I didn't want to do that. But I didn't have anything to do, so every day, I read the New York Times from front to back, and completed the daily crossword puzzle. Eventually, I started writing things for myself, just silly exercises to keep my mind and fingers nimble. A month later -- yes, a month! -- and there still was no assignment.
My friend Mary Van, who had recommended me for the job, was getting worried. I really wasn't. I figured that this was my job, and that it would work out. Things usually do. Things did.
The Quaker State Motor Oil account, which had been at the agency for almost fifty years, was having a sales meeting and wanted the agency involved in helping to script it. The Quaker State sales manager wanted K&E to write his speech. Since my resume listed my most recent job as being Communications Director of a New York State Commission, they must have figured I had written a lot of speeches. I had never written one.
And I didn't know anything about motor oil. Larry Mulhearn did. He wasn't just the agency's chief writer on the Quaker State account; he was the account historian. Luckily for me, he had no problem sharing his vast knowledge and fat files with me. When he was through with me, I knew everything I needed to know about the account, and a little bit more.
I wrote a speech. I looked at it, hated it, tore it up and wrote it again. I liked the second one, handed it in and discovered that everyone else on the account liked it too. I was invited to a creative brainstorming meeting to help plan the Quaker State sales meeting.
I went where I thought I was supposed to go for the meeting, but I walked into a poker game. Yes, it was an office on the seventeenth floor, it said Andy Doyle on the outside, but inside was a man with an eye shade and sleeve garters sitting not at a desk but at a genuine poker table.
Andy was the Quaker State broadcast producer, and he was a gambling man. Meetings in his office started with poker. I was invited in, but I chose to sit out and watch. After a few hands, the topic of the meeting began to be discussed.

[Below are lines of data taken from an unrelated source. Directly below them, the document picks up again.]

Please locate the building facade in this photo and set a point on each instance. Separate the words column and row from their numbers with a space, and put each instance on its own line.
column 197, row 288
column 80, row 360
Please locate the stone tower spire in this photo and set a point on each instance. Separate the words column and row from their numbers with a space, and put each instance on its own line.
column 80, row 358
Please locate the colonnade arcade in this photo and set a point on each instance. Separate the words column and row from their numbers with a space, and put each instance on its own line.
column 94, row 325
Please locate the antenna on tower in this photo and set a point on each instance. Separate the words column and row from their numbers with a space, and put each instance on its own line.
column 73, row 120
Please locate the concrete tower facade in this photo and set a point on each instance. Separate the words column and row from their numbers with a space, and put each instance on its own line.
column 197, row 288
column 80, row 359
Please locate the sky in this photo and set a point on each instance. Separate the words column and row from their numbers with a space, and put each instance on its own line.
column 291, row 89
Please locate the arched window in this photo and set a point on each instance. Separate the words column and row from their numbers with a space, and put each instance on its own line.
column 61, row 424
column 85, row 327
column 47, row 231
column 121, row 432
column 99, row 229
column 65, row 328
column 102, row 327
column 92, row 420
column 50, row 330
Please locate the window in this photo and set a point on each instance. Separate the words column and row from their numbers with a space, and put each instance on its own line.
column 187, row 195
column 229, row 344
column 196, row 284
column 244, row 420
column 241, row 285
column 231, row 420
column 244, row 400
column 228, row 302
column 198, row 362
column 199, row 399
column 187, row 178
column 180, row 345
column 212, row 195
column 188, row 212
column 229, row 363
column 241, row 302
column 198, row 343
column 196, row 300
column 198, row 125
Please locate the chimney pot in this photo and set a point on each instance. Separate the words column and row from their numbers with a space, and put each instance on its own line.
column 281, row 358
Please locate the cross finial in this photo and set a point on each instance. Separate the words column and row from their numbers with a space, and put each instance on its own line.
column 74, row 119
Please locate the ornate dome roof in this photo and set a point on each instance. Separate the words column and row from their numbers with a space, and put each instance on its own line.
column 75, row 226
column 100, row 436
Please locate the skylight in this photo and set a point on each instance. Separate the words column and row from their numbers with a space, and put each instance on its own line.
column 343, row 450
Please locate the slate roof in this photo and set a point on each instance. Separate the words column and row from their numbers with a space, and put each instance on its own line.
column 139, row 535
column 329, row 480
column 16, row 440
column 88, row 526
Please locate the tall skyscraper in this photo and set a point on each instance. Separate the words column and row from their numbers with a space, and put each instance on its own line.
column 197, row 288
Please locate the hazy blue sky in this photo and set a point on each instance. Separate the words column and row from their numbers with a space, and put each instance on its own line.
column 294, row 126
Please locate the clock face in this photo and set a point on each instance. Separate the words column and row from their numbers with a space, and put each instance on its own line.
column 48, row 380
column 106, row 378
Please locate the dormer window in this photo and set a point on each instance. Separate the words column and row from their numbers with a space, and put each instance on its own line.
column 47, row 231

Quaker State was changing, and the sales meeting was supposed to help present those changes to the sales force in the most positive way possible. I helped to come up with a wonderful format. Between each major event at the meetings, speeches, recognitions, new commercial presentations and the like, we devised a continuity ploy. (My first job title, after all, was Continuity Director. )
There would be two main characters carrying on a dialogue throughout the several days of the meeting. One was an old time salesman who had been with the company for years and had seen it all, the other was a newly hired salesman full of enthusiasm. We scripted their exchanges so that in the beginning, the old timer wouldn't have anything to do with new ideas, and the new kid totally discounted all that had gone before him.
Little by little, they would start to see each other's point of view, and by the end of the sales meeting, they would come together in the middle ground, agreeing on keeping the best of the old and trying the best of the new -- in other words, both of them taking the company's point of view. It worked wonderfully, made the client happy, and got me on the Quaker State Account.
It turns out that someone was really needed on the account, because Larry had developed quite a problem with alcohol and his lunch hours were lasting from noon to five every day.
As I think back on it now, the gimmick for the Quaker State sales meeting in 1980 really was the personification of Larry, the old pro, and me, the new kid (even though I was forty years old at the time), sharing information and attitudes and coming to an understanding. I didn't get to thank Larry as profusely as I wanted to. He passed away a few years ago, thankfully before the account was forced out of its fifty-three year home at K&E due to merger-mania. I hope this makes up for my oversight.
Next time: Catching up with the past.
Okay, now you're scaring me. The older/younger bit was done last night on MM. Is it possible that Matt Weiner is bugging your house?